This data set was created to test out various dimensionality reduction algorithms. The idea was to create several points in 2d, and then map them to 3d with some smooth function, and then to see what the algorithm would find when it mapped the points back to 2d.
The original data was created by randomly sampling from a Gaussian Mixture Model with centers/means at (7.5,7.5), (7.5,12.5), (12.5,7.5) and (12.5,12.5). The covariance for each gaussian was the 2x2 identity matrix. This was created with the makegaussmixnd.m and plotcol.m functions :
ppm = [400 400 400 400]; % points per mixture centers = [7.5 7.5; 7.5 12.5; 12.5 7.5; 12.5 12.5]; stdev = 1; [data2,labels]=makegaussmixnd(centers,stdev,ppm); plotcol (data2, ppm, 'rgbk');
And then printing the resulting plot with the printt.m function :
The resulting image files original_7p5_12p5_400.eps and original_7p5_12p5_400.jpg look like this:
There are 400 points in each of the four clusters above. The actual data points can be found in the file preswissroll.dat, which has a 1600x2 matrix, and preswissroll_labels.dat, which has a 1600x1 vector of labels (1,2,3 or 4 depending on which mixture model the point was generated from).

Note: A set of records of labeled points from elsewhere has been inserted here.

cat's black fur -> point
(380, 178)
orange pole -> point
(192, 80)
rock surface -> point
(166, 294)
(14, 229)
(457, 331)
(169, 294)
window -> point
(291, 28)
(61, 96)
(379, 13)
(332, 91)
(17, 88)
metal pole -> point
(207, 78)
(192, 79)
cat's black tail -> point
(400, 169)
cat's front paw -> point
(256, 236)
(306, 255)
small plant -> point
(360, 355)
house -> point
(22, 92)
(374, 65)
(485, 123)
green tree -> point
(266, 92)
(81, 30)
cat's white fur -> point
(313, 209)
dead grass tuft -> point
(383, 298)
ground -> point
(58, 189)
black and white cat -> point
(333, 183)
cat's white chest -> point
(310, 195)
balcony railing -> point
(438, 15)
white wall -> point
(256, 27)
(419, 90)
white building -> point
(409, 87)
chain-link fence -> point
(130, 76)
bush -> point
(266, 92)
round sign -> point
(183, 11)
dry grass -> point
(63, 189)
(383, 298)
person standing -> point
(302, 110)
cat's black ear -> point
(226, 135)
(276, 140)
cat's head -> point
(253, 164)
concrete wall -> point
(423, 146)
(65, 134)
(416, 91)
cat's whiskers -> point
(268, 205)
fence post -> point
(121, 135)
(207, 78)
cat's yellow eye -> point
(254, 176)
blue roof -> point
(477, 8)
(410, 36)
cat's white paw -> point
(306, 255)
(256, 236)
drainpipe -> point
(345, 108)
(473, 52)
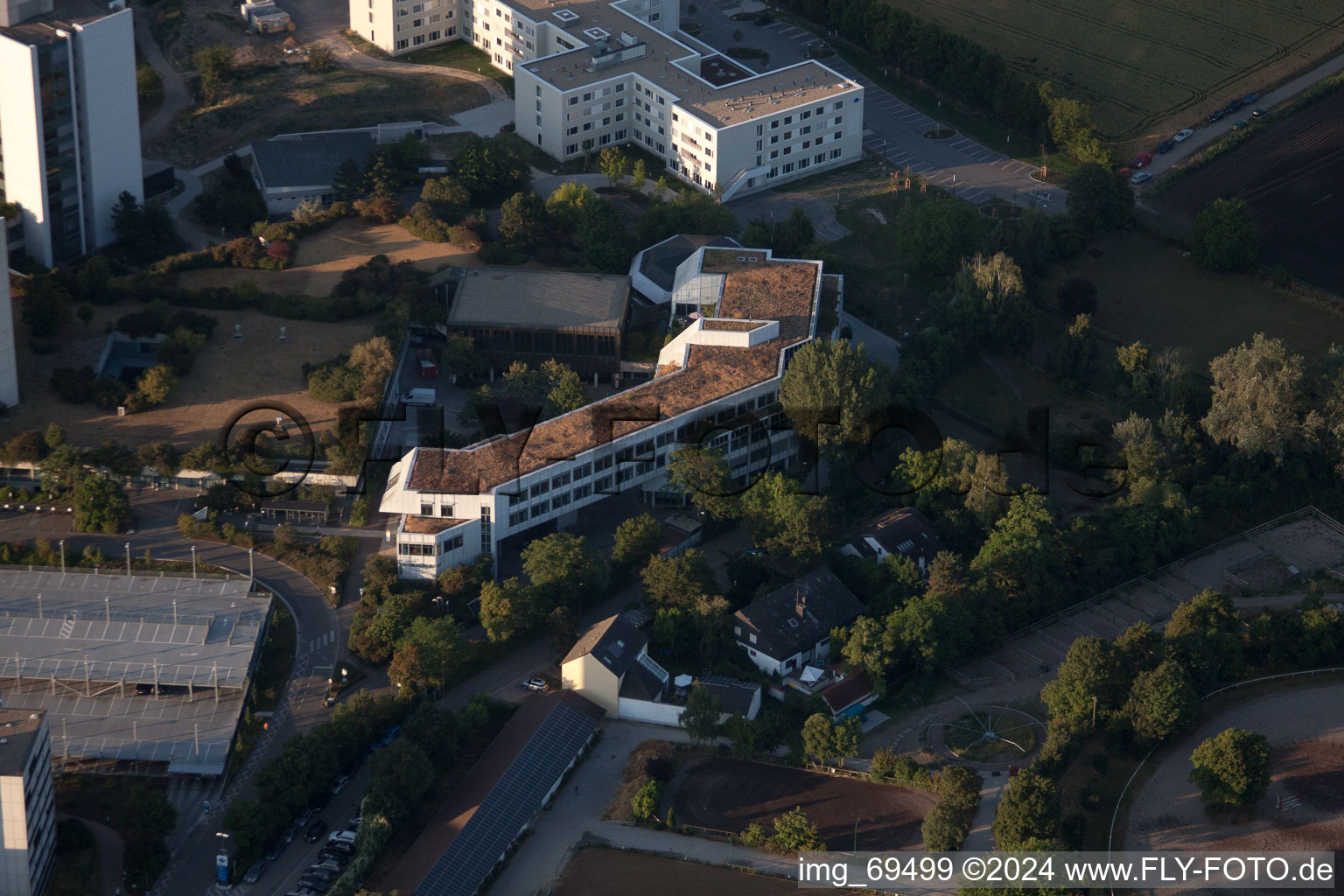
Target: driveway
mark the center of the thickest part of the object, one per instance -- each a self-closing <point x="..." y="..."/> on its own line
<point x="892" y="128"/>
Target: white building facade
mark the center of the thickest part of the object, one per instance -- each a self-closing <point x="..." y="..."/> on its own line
<point x="27" y="803"/>
<point x="718" y="386"/>
<point x="594" y="73"/>
<point x="69" y="124"/>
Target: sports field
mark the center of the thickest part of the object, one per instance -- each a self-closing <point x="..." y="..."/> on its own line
<point x="1148" y="67"/>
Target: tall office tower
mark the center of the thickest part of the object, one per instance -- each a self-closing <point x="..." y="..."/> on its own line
<point x="69" y="122"/>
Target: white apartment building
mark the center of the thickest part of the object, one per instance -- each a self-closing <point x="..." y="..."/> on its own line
<point x="717" y="384"/>
<point x="27" y="803"/>
<point x="69" y="122"/>
<point x="8" y="360"/>
<point x="593" y="73"/>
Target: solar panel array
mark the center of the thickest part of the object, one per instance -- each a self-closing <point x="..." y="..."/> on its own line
<point x="518" y="794"/>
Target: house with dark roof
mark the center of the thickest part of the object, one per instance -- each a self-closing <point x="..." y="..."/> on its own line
<point x="790" y="626"/>
<point x="611" y="665"/>
<point x="850" y="696"/>
<point x="499" y="800"/>
<point x="903" y="531"/>
<point x="296" y="168"/>
<point x="654" y="271"/>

The data was then converted from 2 to 3 dimensions with the Swiss Roll mapping (x,y) -> (x cos x, y, x sin x). Matlab code for this:
X = data2(:,1); Y = data2(:,2); data3 = [X.*cos(X) Y X.*sin(X)]; plotcol (data3,ppm,'rgbk');
This results in the dataset swissroll.dat (a 1600 x 3 matrix) represented in the picture below. It was created with the Partiview files swissroll.cf, swissroll.speck and points3d.cmap.